Du pédagogisme et de l’économisme

Le terme pédagisme est très à la mode pour critiquer en France les politiques de l'Education Nationale et le constat du fait suivant : un plafonnement dans les progrès de l'éducation qui touche en réalité tout le monde occidental. Ce plafonnement a touché les Etats-Unis à la fin des années 1960 et l'Europe occidentale au début des années 2000. Désormais, ceux que l'on appelle les "bobos" et qui ont fait des études supérieures constituent 40% d'une tranche d'âge en France et plus de 50% aux Etats-Unis...

Beaucoup d'entre-eux ont été victimes des politiques de dumping social liée au libre-échange : dégradation du niveau de vie, précarisation de l'emploi... Cette classe moyenne constitue un corps électoral éduqué près à remettre en cause les politiques libérales liées à la globalisation. Aux Etats-Unis, les plus âgés d'entre-eux ont voté Trump, les plus jeunes ont voté Sanders. "Occupy Wall Street", le "Brexit" "Les Indignés" espagnols, "Nuit Debout"... concrétisent les nouvelles aspirations à une déglobalisation. L'Histoire est toujours en marche.
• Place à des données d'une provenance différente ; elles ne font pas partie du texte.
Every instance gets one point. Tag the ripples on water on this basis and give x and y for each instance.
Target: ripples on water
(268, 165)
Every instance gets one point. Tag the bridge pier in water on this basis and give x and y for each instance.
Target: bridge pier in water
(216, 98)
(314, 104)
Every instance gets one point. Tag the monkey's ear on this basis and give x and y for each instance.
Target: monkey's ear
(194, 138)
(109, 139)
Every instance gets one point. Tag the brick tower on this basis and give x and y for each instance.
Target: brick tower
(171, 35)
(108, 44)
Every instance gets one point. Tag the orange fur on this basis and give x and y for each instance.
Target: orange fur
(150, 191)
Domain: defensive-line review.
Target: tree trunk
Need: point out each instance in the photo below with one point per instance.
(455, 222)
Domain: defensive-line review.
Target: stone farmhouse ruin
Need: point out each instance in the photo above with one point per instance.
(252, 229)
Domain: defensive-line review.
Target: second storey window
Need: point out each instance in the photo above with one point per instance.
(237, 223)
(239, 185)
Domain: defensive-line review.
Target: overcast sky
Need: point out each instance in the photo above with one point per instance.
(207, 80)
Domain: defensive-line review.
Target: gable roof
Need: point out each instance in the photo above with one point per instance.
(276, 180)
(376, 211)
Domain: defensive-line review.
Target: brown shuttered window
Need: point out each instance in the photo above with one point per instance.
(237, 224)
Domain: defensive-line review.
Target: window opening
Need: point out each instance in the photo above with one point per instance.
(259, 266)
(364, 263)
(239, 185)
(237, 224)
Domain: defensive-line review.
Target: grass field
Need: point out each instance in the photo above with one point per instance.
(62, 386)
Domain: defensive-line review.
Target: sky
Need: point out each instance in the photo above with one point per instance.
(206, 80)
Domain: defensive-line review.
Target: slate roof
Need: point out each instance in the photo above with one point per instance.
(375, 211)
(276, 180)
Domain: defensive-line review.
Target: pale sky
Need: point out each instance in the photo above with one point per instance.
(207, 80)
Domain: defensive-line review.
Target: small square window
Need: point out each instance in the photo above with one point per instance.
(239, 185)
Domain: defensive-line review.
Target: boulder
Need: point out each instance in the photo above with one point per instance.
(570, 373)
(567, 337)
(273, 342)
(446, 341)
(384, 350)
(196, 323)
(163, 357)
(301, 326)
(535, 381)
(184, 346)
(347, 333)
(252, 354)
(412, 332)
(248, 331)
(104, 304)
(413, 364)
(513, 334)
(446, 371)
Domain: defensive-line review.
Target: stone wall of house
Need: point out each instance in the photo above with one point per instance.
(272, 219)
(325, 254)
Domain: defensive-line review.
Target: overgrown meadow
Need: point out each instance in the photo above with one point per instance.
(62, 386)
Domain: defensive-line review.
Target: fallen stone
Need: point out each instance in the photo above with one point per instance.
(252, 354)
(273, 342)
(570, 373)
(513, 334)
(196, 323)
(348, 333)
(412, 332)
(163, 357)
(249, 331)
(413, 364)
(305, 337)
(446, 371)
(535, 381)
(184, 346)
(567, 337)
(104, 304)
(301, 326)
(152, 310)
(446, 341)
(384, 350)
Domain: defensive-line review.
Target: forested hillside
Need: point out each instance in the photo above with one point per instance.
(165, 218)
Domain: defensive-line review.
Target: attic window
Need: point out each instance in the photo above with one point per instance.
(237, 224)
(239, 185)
L'économisme (pensée qui explique le monde par les forces économiques) n'est pas le moteur de l'Histoire ; le levier de l'Histoire est l'éducation : les Révolutions anglaise et française interviennent quand 50% d'une classe d'âge savent lire et écrire. Mais actuellement nous n'en sommes plus là : les pays occidentaux sont fracturés entre une population qui a fait des études secondaires et une population qui a fait des études supérieures.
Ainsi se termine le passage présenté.